Summary
I am facing an issue with StableDiffusionImg2ImgPipeline
where it keeps throwing a ValueError
stating that the input image format is incorrect, even though I am passing a PIL.Image.Image
object as required.
Error Message
ValueError: Input is in incorrect format. Currently, we only support <class ‘PIL.Image.Image’>, <class ‘numpy.ndarray’>, <class ‘torch.Tensor’>
Steps Taken
I have tried the following solutions, but the error persists:
-
Checked input format
- Used
print(type(init_image_reloaded))
and confirmed that it is<class 'PIL.Image.Image'>
- Used
-
Ensured image size is correct
- Image size is
(512, 512)
, which is a multiple of 8.
- Image size is
-
Updated dependencies
- Ran:
!pip install --upgrade diffusers transformers accelerate ftfy !pip install --upgrade pydantic
- My
diffusers
version is latest.
- Ran:
-
Tried re-saving the image to ensure correct format
- Saved and reloaded as PNG:
init_image.save("temp_image.png", format="PNG") init_image_reloaded = Image.open("temp_image.png").convert("RGB")
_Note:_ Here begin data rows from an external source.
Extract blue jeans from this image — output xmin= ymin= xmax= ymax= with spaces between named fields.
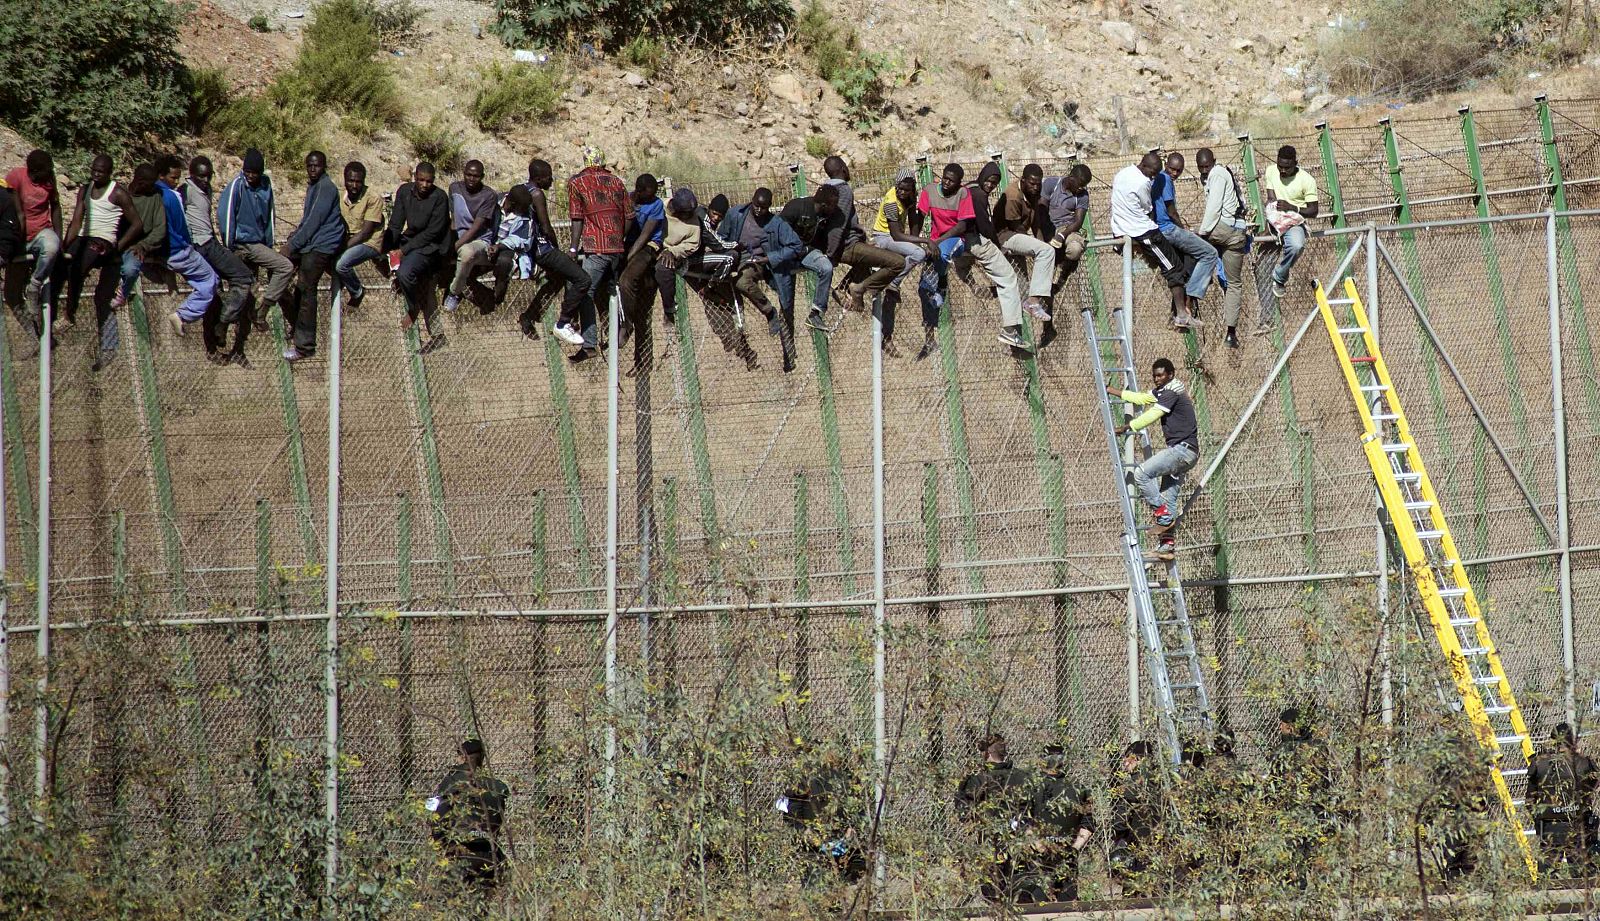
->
xmin=333 ymin=243 xmax=382 ymax=301
xmin=579 ymin=253 xmax=620 ymax=348
xmin=1162 ymin=225 xmax=1218 ymax=300
xmin=1133 ymin=443 xmax=1198 ymax=511
xmin=1273 ymin=224 xmax=1308 ymax=286
xmin=772 ymin=248 xmax=833 ymax=319
xmin=916 ymin=237 xmax=967 ymax=328
xmin=27 ymin=229 xmax=60 ymax=286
- Saved and reloaded as PNG:
-
Checked if
StableDiffusionImg2ImgPipeline
works with NumPy arrays- Tried passing
np.array(init_image_reloaded)
instead ofPIL.Image.Image
, but same error occurs.
- Tried passing
-
Checked Python version and execution environment
- Using
Python 3.11
- Running on Google Colab
- Using
Code Example
import torch
from diffusers import StableDiffusionImg2ImgPipeline
from PIL import Image
import numpy as np
import os
# --- Load input image ---
init_image = Image.open("/content/food_nighit_ramen.jpeg").convert("RGB")
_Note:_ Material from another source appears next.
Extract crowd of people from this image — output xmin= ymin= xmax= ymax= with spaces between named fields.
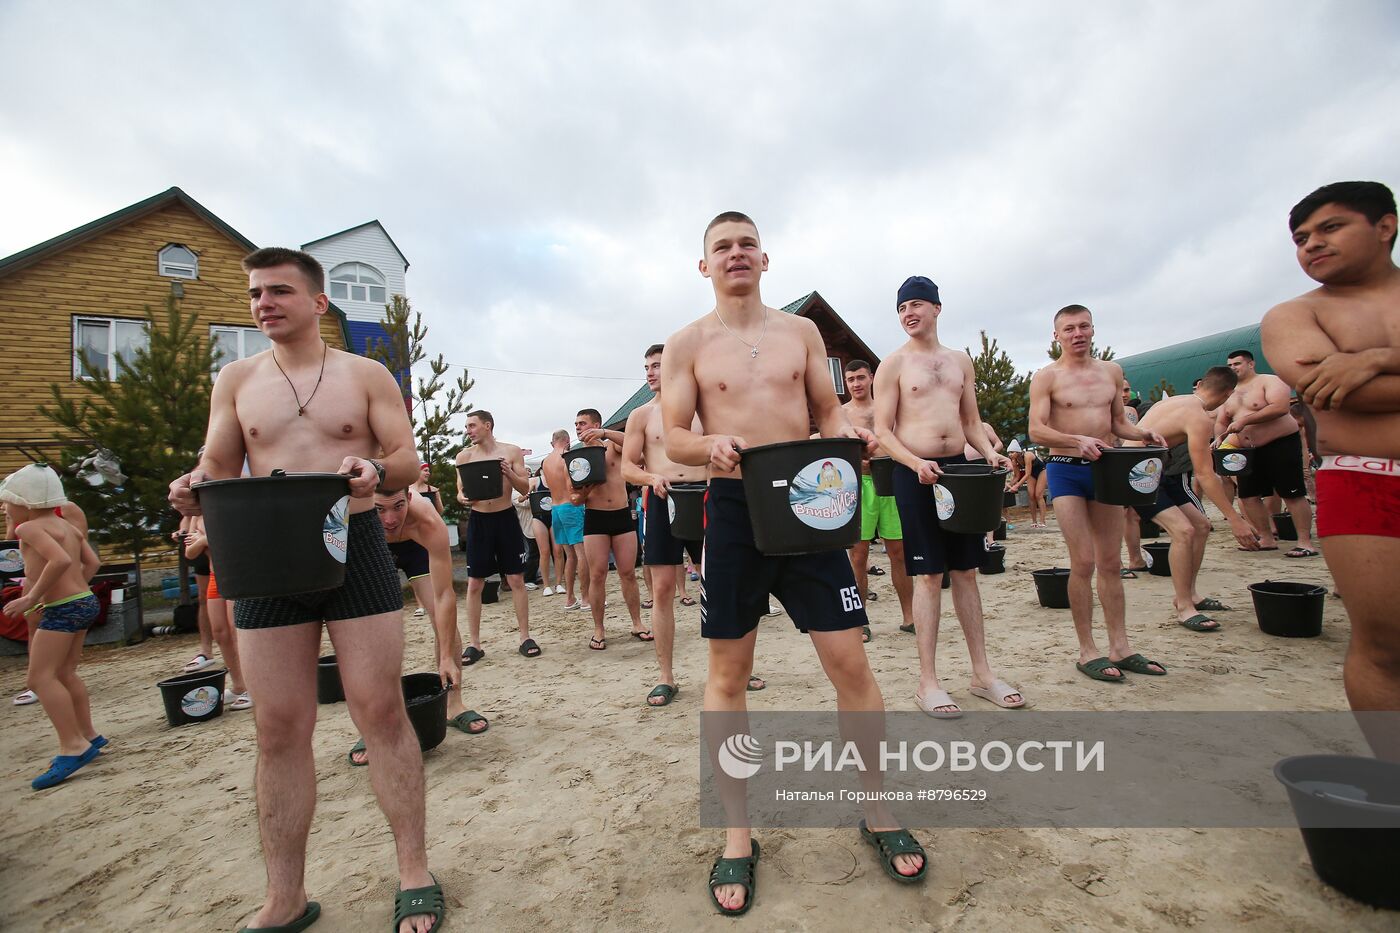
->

print("Original image type:", type(init_image), "size:", init_image.size, "mode:", init_image.mode)
# --- Re-save and reload image ---
temp_image_path = "temp_image.png"
init_image.save(temp_image_path, format="PNG")
init_image_reloaded = Image.open(temp_image_path).convert("RGB")
print("Reloaded image type:", type(init_image_reloaded), "size:", init_image_reloaded.size, "mode:", init_image_reloaded.mode)
# --- Load model ---
model_id = "runwayml/stable-diffusion-v1-5"
pipe = StableDiffusionImg2ImgPipeline.from_pretrained(model_id, torch_dtype=torch.float16)
pipe = pipe.to("cuda")
# --- Set parameters ---
prompt = "A majestic fantasy creature evolving with vibrant flames and sparkling water effects, ultra-detailed, epic fantasy art"
num_inference_steps = 50
guidance_scale = 7.5
strength = 0.7
# --- Run Image-to-Image (PIL.Image is passed) ---
result = pipe(
prompt=prompt,
init_image=init_image_reloaded, # **PIL.Image should be accepted**
strength=strength,
guidance_scale=guidance_scale,
num_inference_steps=num_inference_steps
)
generated_image = result.images[0]
# --- Save result ---
generated_image.save("generated_evolved_monster.png")
Questions
Why is StableDiffusionImg2ImgPipeline rejecting PIL.Image.Image as input?
Are there additional preprocessing steps required before passing the image?
Has there been a recent breaking change in diffusers that affects init_image input?
Any help would be greatly appreciated. Thank you!